La nuit ne laisse pas de poussière sur nous



Mais cet écho qui roule tout le long du jour

Cet écho hors du temps d'angoisse ou de caresses

Cet enchaînement brut des mondes insipides

Et des mondes sensibles son soleil est double
Sommes-nous près ou loin de notre conscience

Où sont nos bornes nos racines notre but
Le long plaisir pourtant de nos métamorphoses

Squelettes s'animant dans les murs pourrissants

Les rendez-vous donnés aux formes insensées

A la chair ingénieuse aux aveugles voyants



Les rendez-vous donnés par la face au profil

Par la souffrance à la santé par la lumière

A la forêt par la montagne à la vallée

Par la mine à la fleur par la perle au soleil



Nous sommes corps à corps nous sommes terre à terre

Nous naissons de partout nous sommes sans limites







Je parle à Pierre de ce dont je parle toujours (et que Paul Auster dit très bien, je crois, dans The Invention of Solitude que je viens d’acheter), que n’importe quel livre, même le plus crowded a pour sujet principal la solitude parce qu’il s’agit de la solitude de celui qui écrit – solitude aussi de celui qui lit… et blablabla et, d’ailleurs, si j’écoutais ce blablabla, je pourrais déceler moi-même ce que me dit à présent Pierre : que le thème de l’écriture, c’est aussi l’amour (j’aurais pu le déceler parce qu’il y a en effet deux solitudes qui se rencontrent).

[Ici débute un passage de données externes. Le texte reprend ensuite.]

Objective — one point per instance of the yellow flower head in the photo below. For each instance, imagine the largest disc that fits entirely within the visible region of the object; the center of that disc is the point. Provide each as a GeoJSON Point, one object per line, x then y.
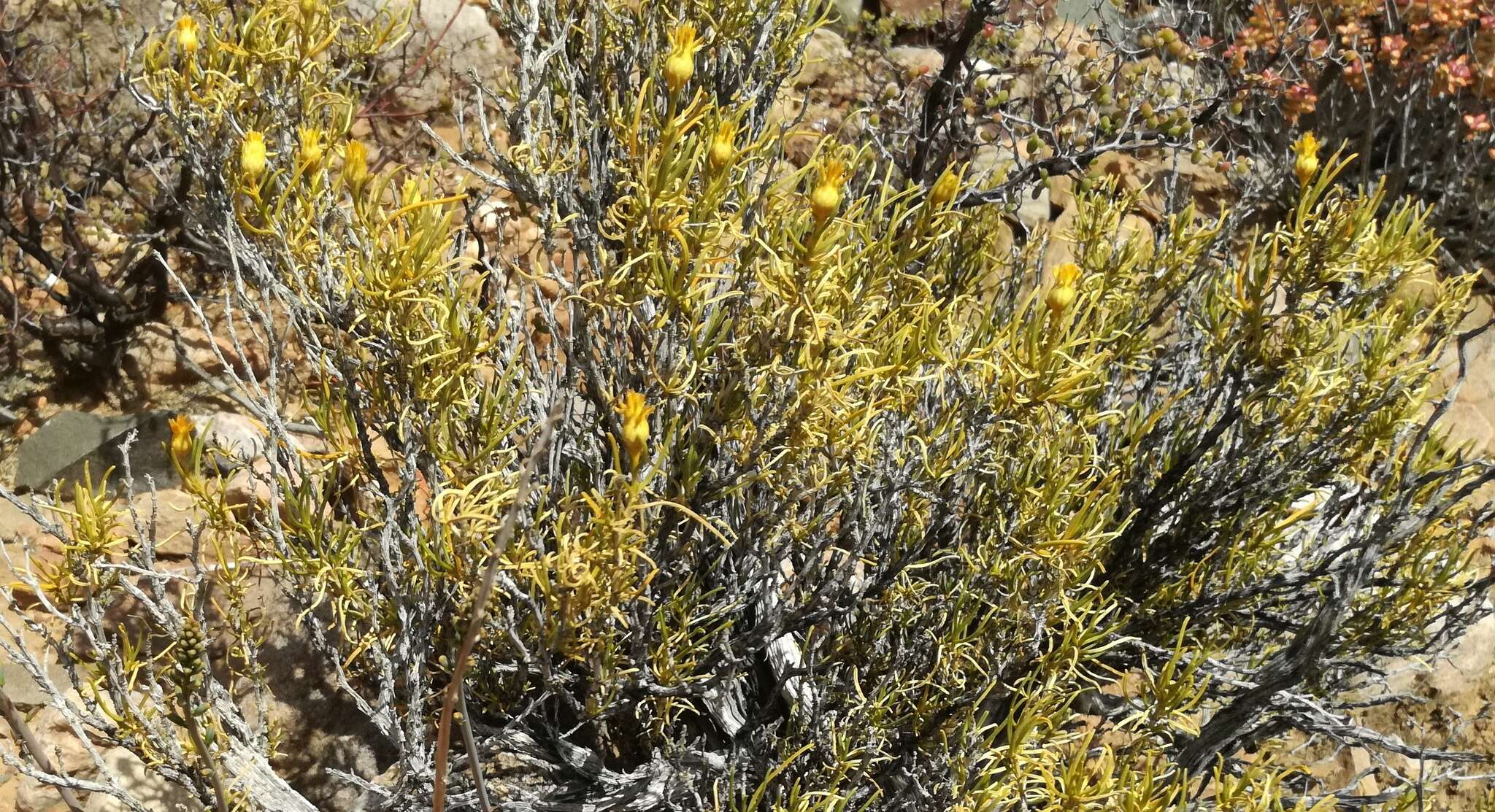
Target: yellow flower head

Et aussi, dit Pierre : « Retrouver l’amour, la possibilité de l’amour. Parce que l’amour est une chose rare et, le thème de la littérature, c’est de le retrouver. » Je lui dis qu’en effet, lui, son écriture, c’est ça – ça aussi, je n’ai jamais cessé de le dire – Bénédicte Le Lamer disait qu’il proposait « un état amoureux du monde ». Il dit qu’il ne le fait pas consciemment, d’ailleurs. Je lui dis : « Non, c’est vrai, tu ne cherches pas à le faire, c’est toi. » (« Si on me presse de dire pourquoi je l’aimais, je sens que cela ne peut s’exprimer. » Et Michel de Montaigne ajoute en marge sur la première édition du livre : « parce que c’était lui ». Puis il ajoute encore, mais plus tard, à une autre relecture : « parce que c’était moi ».)